Index: llvm/include/llvm/Analysis/ConstantFolding.h
===================================================================
--- llvm/include/llvm/Analysis/ConstantFolding.h
+++ llvm/include/llvm/Analysis/ConstantFolding.h
@@ -31,6 +31,7 @@
 class GlobalValue;
 class Instruction;
 class TargetLibraryInfo;
+class TargetTransformInfo;
 class Type;
 
 /// If this constant is a constant offset from a global, return the global and
@@ -47,7 +48,8 @@
 /// this function can only fail when attempting to fold instructions like loads
 /// and stores, which have no constant expression form.
 Constant *ConstantFoldInstruction(Instruction *I, const DataLayout &DL,
-                                  const TargetLibraryInfo *TLI = nullptr);
+                                  const TargetLibraryInfo *TLI = nullptr,
+                                  const TargetTransformInfo *TTI = nullptr);
 
 /// ConstantFoldConstant - Fold the constant using the specified DataLayout.
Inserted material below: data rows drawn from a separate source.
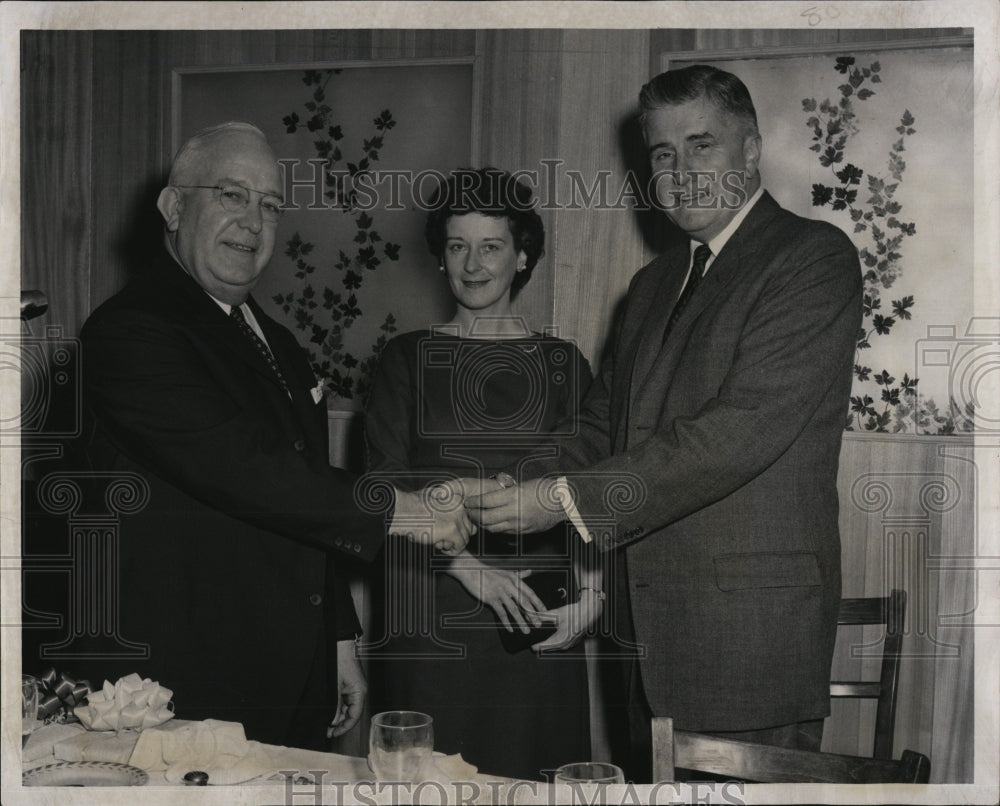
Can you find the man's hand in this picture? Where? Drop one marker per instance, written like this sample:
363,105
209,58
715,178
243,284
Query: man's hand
531,507
351,689
511,599
435,516
574,621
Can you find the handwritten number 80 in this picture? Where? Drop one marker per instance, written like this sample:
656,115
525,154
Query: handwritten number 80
815,14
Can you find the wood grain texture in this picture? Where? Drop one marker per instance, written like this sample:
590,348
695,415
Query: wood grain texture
56,173
596,251
907,506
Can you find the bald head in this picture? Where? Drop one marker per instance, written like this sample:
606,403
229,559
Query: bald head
218,208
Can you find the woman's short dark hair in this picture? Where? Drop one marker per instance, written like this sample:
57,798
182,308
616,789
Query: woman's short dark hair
494,193
723,89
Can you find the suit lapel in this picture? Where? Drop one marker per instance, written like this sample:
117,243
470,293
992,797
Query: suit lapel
294,366
650,334
200,310
654,355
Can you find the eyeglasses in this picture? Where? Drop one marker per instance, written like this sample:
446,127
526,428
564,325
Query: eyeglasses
236,199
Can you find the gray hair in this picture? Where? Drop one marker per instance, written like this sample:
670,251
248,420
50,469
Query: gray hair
184,168
723,89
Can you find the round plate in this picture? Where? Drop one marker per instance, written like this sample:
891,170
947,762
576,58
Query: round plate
84,773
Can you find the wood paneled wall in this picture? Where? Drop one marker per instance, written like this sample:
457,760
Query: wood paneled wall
96,134
96,147
908,520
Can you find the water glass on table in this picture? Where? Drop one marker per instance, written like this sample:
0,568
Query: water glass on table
589,772
401,742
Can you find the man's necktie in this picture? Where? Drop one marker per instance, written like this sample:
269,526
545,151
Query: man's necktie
262,348
701,256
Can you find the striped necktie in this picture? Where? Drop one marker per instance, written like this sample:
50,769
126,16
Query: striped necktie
701,256
265,353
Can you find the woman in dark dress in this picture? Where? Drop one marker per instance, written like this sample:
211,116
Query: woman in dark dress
469,399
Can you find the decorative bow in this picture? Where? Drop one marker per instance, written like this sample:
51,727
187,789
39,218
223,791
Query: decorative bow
132,702
59,694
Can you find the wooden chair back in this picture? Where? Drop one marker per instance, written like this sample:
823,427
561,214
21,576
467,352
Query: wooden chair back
890,611
758,763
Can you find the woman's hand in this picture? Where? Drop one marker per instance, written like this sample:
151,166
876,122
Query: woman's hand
514,602
573,621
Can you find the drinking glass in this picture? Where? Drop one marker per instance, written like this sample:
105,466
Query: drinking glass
29,706
590,772
400,743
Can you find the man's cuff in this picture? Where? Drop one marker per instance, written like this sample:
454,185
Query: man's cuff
565,497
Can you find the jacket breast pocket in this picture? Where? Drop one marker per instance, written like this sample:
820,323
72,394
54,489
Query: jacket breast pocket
766,569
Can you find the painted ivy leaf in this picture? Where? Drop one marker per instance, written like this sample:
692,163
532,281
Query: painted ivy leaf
862,405
302,319
870,303
319,334
350,308
891,396
843,63
850,174
884,378
901,307
821,195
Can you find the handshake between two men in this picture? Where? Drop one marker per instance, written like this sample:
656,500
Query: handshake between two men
446,514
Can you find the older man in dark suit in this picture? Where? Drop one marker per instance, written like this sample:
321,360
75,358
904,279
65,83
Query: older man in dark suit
723,400
231,573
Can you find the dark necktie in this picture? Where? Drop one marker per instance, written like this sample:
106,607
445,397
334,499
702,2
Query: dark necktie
701,256
265,353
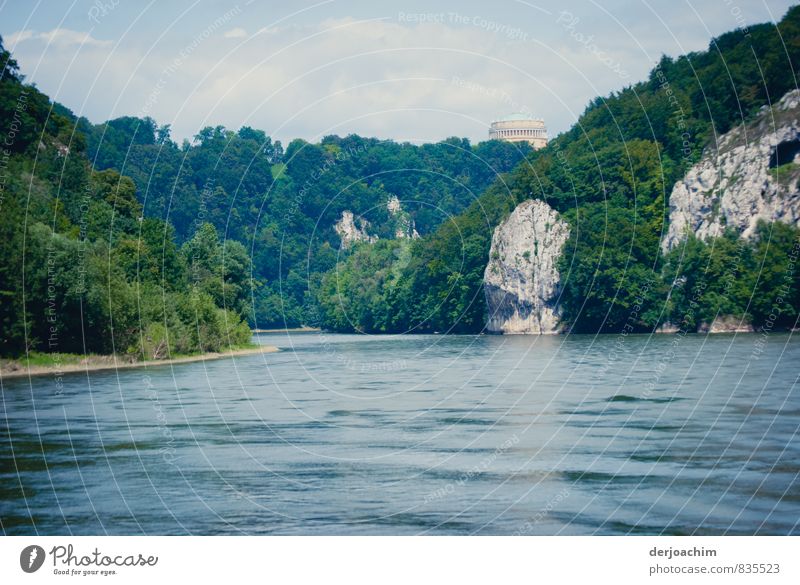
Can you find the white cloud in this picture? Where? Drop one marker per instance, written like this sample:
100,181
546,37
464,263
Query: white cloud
57,36
379,77
235,33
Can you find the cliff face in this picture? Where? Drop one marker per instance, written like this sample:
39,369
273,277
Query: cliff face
349,232
521,281
753,174
351,228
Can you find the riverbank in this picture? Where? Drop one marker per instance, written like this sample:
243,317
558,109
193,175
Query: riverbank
290,330
58,364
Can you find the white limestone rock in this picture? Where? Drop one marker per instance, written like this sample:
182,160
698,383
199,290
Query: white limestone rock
352,229
734,186
521,281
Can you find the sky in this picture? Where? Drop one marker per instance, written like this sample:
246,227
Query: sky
417,71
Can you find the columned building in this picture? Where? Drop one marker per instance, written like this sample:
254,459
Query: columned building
520,128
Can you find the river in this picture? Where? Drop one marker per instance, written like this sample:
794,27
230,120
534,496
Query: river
416,434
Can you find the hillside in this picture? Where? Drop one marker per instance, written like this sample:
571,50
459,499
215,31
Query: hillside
610,177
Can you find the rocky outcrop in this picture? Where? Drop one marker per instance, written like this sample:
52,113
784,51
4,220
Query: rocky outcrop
521,281
751,175
352,229
727,324
403,223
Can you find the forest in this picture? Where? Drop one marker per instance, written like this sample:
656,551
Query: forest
610,177
117,239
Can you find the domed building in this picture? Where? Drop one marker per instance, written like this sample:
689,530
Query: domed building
520,128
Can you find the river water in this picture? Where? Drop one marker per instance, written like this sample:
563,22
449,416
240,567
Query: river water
351,434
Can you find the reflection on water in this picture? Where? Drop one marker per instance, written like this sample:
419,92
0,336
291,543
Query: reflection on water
346,434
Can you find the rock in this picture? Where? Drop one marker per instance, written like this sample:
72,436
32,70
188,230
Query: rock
349,232
521,281
727,324
737,184
403,223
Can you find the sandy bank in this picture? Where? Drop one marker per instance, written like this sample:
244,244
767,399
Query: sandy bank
92,363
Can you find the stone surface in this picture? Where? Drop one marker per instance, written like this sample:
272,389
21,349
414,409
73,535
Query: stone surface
352,229
727,324
521,281
734,186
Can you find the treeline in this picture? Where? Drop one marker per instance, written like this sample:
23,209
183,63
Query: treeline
82,269
283,205
610,177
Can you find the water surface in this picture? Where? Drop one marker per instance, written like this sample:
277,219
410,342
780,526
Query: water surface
349,434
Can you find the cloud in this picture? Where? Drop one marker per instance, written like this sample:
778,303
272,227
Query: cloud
385,77
235,33
57,36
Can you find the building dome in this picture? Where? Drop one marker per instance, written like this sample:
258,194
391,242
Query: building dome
519,128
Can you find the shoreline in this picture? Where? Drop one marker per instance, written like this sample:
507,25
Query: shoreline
289,330
96,363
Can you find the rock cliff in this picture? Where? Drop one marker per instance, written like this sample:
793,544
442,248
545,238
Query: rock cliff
752,174
521,281
349,231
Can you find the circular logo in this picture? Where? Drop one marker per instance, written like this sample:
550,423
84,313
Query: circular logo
31,558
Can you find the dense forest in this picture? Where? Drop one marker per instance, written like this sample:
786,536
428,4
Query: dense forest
82,270
282,206
118,239
610,177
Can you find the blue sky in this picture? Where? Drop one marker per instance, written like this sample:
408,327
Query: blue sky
417,71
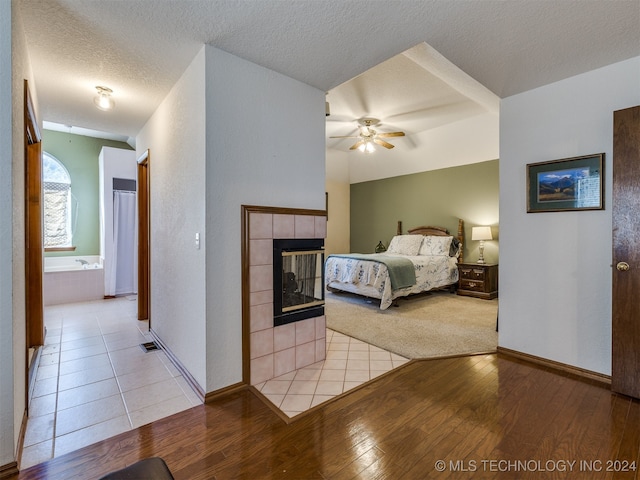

 /// This function always returns a non-null constant: Either the folding result,
@@ -63,7 +65,8 @@
 ///
 Constant *ConstantFoldInstOperands(Instruction *I, ArrayRef<Constant *> Ops,
                                    const DataLayout &DL,
-                                   const TargetLibraryInfo *TLI = nullptr);
+                                   const TargetLibraryInfo *TLI = nullptr,
+                                   const TargetTransformInfo *TTI = nullptr);
 
 /// ConstantFoldCompareInstOperands - Attempt to constant fold a compare
 /// instruction (icmp/fcmp) with the specified operands.  If it fails, it
Index: llvm/include/llvm/Analysis/TargetTransformInfo.h
===================================================================
--- llvm/include/llvm/Analysis/TargetTransformInfo.h
+++ llvm/include/llvm/Analysis/TargetTransformInfo.h
@@ -824,6 +824,10 @@
   /// Return true if the hardware has a fast square-root instruction.
   bool haveFastSqrt(Type *Ty) const;
 
+  /// Return true if folding a floating-point instruction to a constant
+  /// should produce zero instead of a denormal
+  bool enableFPDenormalFlushToZero(const Instruction &Inst) const;
+
   /// Return true if it is faster to check if a floating-point value is NaN
   /// (or not-NaN) versus a comparison against a constant FP zero value.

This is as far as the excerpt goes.